Wolf Prize Laureate in Physics 1988

**Stephen W. Hawking**

#### Affiliation at the time of the award:

**University of Cambridge, United Kingdom**

#### Award citation:

**“for their brilliant development of the theory of general relativity, in which they have shown the necessity for cosmological singularities and have elucidated the physics of black holes. In this work they have greatly enlarged our understanding of the origin and possible fate of the Universe”.**

#### Prize share:

**Stephen W. Hawking**

**Roger Penrose **

Stephen W. Hawking (born in 1942, England) embarked on his university studies at the age of 17, attending University College, Oxford. He accomplished an exceptional first-class BA degree in physics. Continuing his academic pursuit, he commenced his graduate studies at Trinity Hall, Cambridge in October 1962. In March 1966, he achieved his PhD in applied mathematics and theoretical physics, specializing in general relativity and cosmology.
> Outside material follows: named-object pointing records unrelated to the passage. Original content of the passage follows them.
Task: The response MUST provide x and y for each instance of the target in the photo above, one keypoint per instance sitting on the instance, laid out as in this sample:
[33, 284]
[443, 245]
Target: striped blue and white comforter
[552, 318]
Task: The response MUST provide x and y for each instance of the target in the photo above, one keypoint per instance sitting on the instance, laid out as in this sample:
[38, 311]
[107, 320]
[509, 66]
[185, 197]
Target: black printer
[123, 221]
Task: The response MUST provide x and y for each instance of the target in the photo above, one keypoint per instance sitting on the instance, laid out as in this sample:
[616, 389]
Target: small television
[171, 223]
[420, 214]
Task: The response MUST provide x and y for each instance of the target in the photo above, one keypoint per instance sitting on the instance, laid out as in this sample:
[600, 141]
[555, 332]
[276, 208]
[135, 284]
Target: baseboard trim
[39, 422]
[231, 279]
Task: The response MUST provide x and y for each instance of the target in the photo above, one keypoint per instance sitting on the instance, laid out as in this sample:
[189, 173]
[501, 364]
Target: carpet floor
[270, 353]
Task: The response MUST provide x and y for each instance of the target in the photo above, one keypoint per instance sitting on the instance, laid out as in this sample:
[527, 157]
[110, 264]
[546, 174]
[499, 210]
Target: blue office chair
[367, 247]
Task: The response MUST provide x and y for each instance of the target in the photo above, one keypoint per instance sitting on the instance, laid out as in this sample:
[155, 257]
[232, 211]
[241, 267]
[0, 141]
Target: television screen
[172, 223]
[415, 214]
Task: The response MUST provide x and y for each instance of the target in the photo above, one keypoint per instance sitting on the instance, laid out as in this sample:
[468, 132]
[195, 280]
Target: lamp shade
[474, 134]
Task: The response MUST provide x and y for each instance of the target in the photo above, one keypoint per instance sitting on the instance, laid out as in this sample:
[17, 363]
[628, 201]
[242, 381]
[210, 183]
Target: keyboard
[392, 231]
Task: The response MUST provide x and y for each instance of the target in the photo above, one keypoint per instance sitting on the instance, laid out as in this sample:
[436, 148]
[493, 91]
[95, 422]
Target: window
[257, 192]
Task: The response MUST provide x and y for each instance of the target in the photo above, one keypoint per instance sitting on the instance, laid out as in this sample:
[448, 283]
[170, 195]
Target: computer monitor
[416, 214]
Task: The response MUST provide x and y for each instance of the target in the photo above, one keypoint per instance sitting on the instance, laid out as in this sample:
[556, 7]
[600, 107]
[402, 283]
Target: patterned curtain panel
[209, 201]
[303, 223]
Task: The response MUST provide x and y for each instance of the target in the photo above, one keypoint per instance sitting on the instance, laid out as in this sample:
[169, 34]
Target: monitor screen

Following his studies, the main work of Professor Stephen W. Hawking is in general relativity and cosmology. Following the earlier work of Roger Penrose on collapsing stars, Hawking was the first to show that according to general relativity, without using quantum mechanics, the origin of the universe had to be singular. This means that the laws of physics break down at the origin of the universe and this created a major intellectual crisis for physics. The solution to this crisis is still unknown.

His next major work concerned the properties of black holes and general relativity. In the early 70’s he made major discoveries about the classical properties of black holes. However, in 1974 he astonished the scientific world by showing that when the surroundings of a black hole are treated quantum mechanically then the black hole turns out to have a temperature and an entropy, and to satisfy the laws of thermodynamics. In particular, a black hole would radiate as if it were a black body with a temperature inversely proportional to its mass. The final stages of this process would be violently explosive.

This work represented a new branch of physics in which general relativity, quantum mechanics and thermodynamics are combined.